Cualquiera que lo viese pensaría estar viendo a Jesucristo
abriéndose paso entre las multitudes, cuando una masa de hierro
vuela hacia él, choca contra un macetero grande, se eleva en el
aire, y se lleva por delante a varios viandantes antes de aplastarlo,
arrastrarlo contra el suelo y despedazarlo. El micro por fin se
empotra contra La Quinta, levantando toda la ropa en el aire. Y ahí,
en la acera, quedan los restos del señor, mezclados con los cuerpos
de otras personas.
Atrás,
gritos de horror, una multitud que no sabe si ayudar o quitarse de en
medio para no molestar. La policía en alerta. Lloros. Cristales
rotos. Sangre. Los héroes natos se lanzan a ayudar y alguien grita
que todos se aparten, que no se acerquen. En la acera sube la
temperatura. Alguien ve manos y trozos de cuerpo que se convulsionan,
un resplandor, una energía. Y entonces una llama se levanta y
alcanza el depósito de combustible del micro. Los muertos tuvieron
suerte, los vivos arden; los héroes ahora son héroes en llamas. Los
testigos no podrán borrar las imágenes de su memoria jamás.
Cuando
por fin se organiza el rescate, médicos especialistas examinan a los
muertos, los certifican como tales y los disponen en hileras. Todos
forman parte ya de una base de datos, con nombres y apellidos. Juntos
para siempre. Juan Carlos Espichen, inspector de la Oficina de Casos
Clasificados, vigila a los muertos, como es su misión desde hace
unas semanas. Qué busca, qué espera encontrar, eso, ni él mismo lo
sabe. Algunos paramédicos y rescatistas pueden ver cómo uno de los
muertos certificados se estremece levemente, luego un suspiro eleva
su pecho, y abre los ojos. No se levante, cuidado, puede tener algo
roto. Voces de alerta, ¡doctor! Pero este muerto se levanta y camina
con la cabeza alta, sin decir nada. Señor, no puede irse. El muerto
ignora a los rescatistas y a la policía y se dirige, como un profeta
entre las multitudes, hacia el parque Kennedy. ¡Señor, usted lleva
más de una hora muerto, no puede irse! Juan Carlos sale corriendo
detrás del muerto, le da alcance, le pone una mano en el hombro,
señor, no puede irse. Pero cuando el señor se vuelve, es otro
rostro el que mira. Disculpe, ¿usted no estaba...? No, no es
usted... De todas formas, su documento de identidad, ¿me permite?
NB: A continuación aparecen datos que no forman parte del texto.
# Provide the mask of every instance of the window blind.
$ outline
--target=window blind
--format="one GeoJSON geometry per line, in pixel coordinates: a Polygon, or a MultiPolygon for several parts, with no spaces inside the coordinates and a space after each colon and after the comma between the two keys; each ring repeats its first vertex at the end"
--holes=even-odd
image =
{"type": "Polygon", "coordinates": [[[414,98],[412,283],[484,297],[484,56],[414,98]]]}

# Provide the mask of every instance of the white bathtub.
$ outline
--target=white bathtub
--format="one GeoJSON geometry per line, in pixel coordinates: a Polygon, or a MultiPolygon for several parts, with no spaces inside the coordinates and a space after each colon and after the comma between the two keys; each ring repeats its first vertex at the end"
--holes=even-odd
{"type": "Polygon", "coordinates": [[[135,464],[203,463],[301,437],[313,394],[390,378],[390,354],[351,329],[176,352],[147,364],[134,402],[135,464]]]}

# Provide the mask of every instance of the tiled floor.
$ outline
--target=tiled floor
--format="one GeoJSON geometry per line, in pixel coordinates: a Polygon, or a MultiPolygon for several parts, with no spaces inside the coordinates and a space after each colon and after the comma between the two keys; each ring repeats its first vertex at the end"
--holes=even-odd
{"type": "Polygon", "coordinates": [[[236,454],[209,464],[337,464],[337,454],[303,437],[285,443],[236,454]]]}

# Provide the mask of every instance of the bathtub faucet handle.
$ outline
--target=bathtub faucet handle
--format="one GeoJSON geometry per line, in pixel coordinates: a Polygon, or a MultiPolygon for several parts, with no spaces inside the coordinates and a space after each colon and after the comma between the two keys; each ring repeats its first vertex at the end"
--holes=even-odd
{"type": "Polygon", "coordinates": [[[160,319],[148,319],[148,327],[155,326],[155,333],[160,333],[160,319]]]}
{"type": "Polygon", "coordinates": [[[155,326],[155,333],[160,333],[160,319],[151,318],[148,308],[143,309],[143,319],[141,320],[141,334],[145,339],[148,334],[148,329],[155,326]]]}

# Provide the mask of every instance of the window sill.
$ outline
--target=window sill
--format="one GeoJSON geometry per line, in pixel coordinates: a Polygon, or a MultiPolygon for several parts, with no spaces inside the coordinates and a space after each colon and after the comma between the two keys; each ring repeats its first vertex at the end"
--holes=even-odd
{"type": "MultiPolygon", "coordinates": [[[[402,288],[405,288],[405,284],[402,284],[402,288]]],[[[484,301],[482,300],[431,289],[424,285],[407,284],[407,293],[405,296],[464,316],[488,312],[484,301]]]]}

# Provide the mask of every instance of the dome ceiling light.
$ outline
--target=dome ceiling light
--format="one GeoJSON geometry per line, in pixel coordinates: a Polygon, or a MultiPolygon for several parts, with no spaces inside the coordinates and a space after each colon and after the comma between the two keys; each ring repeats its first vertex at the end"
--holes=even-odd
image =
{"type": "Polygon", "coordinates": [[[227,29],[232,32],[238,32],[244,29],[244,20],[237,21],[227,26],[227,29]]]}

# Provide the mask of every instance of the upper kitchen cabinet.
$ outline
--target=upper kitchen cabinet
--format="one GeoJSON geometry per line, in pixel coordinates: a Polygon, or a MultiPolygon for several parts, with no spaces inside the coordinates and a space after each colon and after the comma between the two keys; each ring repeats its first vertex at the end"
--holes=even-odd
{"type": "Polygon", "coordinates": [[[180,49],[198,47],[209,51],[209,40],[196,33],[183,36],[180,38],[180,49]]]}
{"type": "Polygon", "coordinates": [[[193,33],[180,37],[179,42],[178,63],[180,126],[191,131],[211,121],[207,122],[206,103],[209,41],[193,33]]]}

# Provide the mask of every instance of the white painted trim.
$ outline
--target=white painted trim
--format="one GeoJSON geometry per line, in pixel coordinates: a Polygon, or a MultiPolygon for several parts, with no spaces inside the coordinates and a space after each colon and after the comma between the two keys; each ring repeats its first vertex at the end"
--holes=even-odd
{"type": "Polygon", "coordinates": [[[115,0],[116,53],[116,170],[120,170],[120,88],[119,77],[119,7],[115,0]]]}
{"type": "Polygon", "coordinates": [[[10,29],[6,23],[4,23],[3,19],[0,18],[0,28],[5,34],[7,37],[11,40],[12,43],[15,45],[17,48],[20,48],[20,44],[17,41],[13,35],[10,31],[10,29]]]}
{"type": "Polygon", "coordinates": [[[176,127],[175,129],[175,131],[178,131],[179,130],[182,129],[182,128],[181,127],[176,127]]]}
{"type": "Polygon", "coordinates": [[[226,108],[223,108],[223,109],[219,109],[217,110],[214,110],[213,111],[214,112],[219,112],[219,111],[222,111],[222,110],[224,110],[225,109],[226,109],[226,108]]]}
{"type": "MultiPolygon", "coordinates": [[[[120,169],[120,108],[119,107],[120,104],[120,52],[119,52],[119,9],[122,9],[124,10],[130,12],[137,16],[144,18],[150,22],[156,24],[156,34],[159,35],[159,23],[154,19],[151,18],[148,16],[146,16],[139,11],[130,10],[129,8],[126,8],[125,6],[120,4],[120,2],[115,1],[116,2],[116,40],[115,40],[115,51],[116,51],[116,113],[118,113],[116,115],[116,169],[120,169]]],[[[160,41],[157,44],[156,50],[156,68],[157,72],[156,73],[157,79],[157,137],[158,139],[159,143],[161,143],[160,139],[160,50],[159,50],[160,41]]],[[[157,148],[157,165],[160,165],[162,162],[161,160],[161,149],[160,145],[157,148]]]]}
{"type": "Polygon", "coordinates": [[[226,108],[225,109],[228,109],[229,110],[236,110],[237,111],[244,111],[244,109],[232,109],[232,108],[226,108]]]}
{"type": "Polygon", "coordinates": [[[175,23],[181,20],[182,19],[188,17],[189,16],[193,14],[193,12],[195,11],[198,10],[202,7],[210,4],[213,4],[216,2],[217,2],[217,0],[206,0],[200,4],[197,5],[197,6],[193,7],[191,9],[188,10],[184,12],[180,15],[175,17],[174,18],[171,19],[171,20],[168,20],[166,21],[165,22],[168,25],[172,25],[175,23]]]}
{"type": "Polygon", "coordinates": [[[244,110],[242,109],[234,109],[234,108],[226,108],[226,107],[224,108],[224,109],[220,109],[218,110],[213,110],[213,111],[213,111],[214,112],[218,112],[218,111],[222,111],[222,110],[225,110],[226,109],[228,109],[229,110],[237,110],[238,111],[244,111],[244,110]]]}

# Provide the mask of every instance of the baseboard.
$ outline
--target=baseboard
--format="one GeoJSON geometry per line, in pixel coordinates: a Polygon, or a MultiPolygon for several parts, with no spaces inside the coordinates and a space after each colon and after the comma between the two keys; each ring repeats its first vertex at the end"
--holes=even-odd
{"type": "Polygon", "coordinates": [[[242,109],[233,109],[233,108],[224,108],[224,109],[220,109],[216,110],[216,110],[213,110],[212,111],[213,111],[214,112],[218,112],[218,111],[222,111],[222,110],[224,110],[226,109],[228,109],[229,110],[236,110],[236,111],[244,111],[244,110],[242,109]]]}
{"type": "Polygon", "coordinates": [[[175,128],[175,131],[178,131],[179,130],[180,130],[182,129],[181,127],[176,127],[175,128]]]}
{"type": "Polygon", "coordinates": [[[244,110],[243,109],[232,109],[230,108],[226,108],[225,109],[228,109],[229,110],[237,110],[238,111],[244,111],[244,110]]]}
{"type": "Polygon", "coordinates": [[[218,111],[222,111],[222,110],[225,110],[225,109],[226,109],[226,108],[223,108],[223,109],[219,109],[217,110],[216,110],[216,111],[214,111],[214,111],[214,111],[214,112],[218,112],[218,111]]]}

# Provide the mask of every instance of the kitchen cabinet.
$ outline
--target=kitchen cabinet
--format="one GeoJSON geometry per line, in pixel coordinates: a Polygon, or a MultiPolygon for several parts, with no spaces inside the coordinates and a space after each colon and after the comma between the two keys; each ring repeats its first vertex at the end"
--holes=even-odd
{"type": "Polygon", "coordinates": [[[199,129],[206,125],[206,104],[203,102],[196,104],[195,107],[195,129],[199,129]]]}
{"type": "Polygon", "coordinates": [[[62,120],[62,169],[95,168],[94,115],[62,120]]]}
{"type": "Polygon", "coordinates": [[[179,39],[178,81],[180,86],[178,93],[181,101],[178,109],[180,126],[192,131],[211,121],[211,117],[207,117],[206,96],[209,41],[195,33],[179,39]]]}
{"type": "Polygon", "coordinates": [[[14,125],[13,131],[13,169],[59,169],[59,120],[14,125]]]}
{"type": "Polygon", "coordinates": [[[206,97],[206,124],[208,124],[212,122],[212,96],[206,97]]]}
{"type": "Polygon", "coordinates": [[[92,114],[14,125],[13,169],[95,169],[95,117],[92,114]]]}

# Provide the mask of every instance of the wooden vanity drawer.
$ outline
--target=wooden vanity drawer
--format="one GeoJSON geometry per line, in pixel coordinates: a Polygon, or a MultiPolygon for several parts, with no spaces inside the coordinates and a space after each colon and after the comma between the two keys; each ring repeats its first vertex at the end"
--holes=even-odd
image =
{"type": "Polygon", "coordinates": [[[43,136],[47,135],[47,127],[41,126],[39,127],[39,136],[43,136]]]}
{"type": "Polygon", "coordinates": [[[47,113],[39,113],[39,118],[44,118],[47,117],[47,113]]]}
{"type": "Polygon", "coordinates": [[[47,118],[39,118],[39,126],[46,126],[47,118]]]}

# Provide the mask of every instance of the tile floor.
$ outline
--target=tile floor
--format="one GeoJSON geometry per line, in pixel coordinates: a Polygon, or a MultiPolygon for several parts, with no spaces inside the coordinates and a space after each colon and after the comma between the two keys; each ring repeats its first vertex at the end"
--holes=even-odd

Soy el inspector Espichen.
Una
mujer en ropa deportiva se acerca desde la iglesia. Sus ojos felinos
regalan al detective una mirada coqueta. Ya estoy aquí, cariño.
¿Quién es tu amigo? Nadie, un detective. Ha habido un accidente y
me ha confundido con uno de los implicados. Mi documento de
identidad, aquí tiene.
Muertos
que resucitan. Vivos que se transforman. Juan Carlos Espichen tiene
algunas teorías, pero tendrá que remontarse al pasado y recordar el
futuro para comprender bien la herencia cruel que ha recibido de su
compañero desaparecido Alberto Torres.